I spent the rest of the day at work crying silently and being SO ANGRY that this person could still affect me so strongly, 7 years after he assaulted me and from hundreds of miles away, via Facebook. I then realize what is REALLY getting to me. Yes, I’m infuriated that he had the audacity to insert himself into a convo I had engaged in with my cousin (even if it was only electronic) but what was really affecting me was the fact that I couldn’t do anything about it. And not in a “I wish I could prosecute this piece of garbage” way, because frankly, I work within the sexual violence sphere and I know through my professional experiences what cases get prosecuted and this would not be one of them. It was the fact that this person’s existence makes my stomach turn and I can’t do anything to make him feel just a little bit of what I still feel. This feeling of helplessness, the lack of agency that so many of us, as survivors, struggle through, is one that we must struggle through mostly on our own. We may have support systems, understanding people in our lives who support and believe us and want nothing more than to make things better, to make things just. But things are not just. In a world where rape culture is so prevalent that people are told they deserved what happened to them because they drank, wore the wrong thing, went to the wrong place, trusted the wrong people, work the wrong job or even more simply because they were born in a certain place, of a certain ethnicity, sexual orientation or gender expression that warrants them “rapable,” perpetrators of sexual violence rarely must feel the effects that their actions carry. Sure, in very rare cases (RAINN just released a statistic that 97 out of every 100 rapists will never spend a DAY in jail), perpetrators see some jail time but they will never truly understand what the violation they perpetrated does to the person they assault.
I am not afraid of my perpetrator. But this is not a sentiment that is shared by all survivors and many of us spent years, if not the rest of our lives, coping with the fear, anxiety, hopelessness, helplessness, feelings of betrayal, trust issues, body image and self esteem issues that result from their experiences of assault.
What I realized I could do is SPEAK OUT. Share my story with all of you and hope that it helps other survivors realize that they are not alone in their struggle, even when they are. I decided to share my experience so that other survivors could see how, even when you have all of the “tools” to understand the dynamics of sexual violence, all of the techniques to offer survivors to help in the coping and healing process, all of the knowledge and understanding of rape culture that my education and experience has allowed me, it doesn’t go away. It may not be in our minds every minute of every day, we may not make the majority of our decisions based off of these experiences, but they stay with us, like a scar, and when my own hands run across this scar, I am reminded of what this person thought they could take from me.
I won’t let him have what he thought he could take though.
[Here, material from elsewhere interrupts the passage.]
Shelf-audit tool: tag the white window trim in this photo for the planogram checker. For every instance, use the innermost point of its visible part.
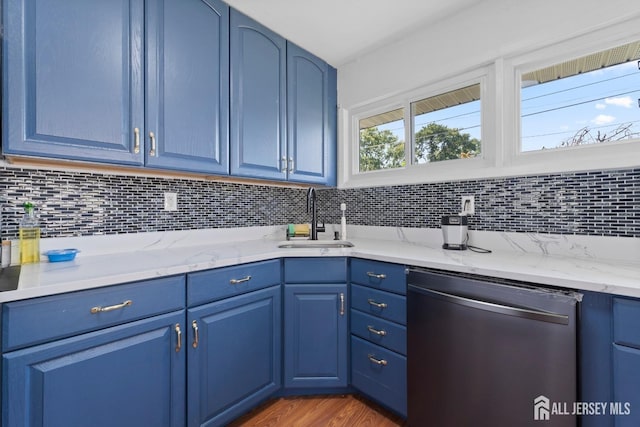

I may be triggered by him, I may always deal with these experiences in some capacity, but I shall not be silenced & I shall not live in fear of this or the next perpetrator that comes my way.
Because you took something from me that night, Justin. But you did not take away my strength, and you have magnified my passion for the work I do to end the rape culture we live in, that you contribute to directly. I will not be defeated by you or other people who think us feminists need to just lighten up. You contribute to my drive for change. So thanks (and fuck you).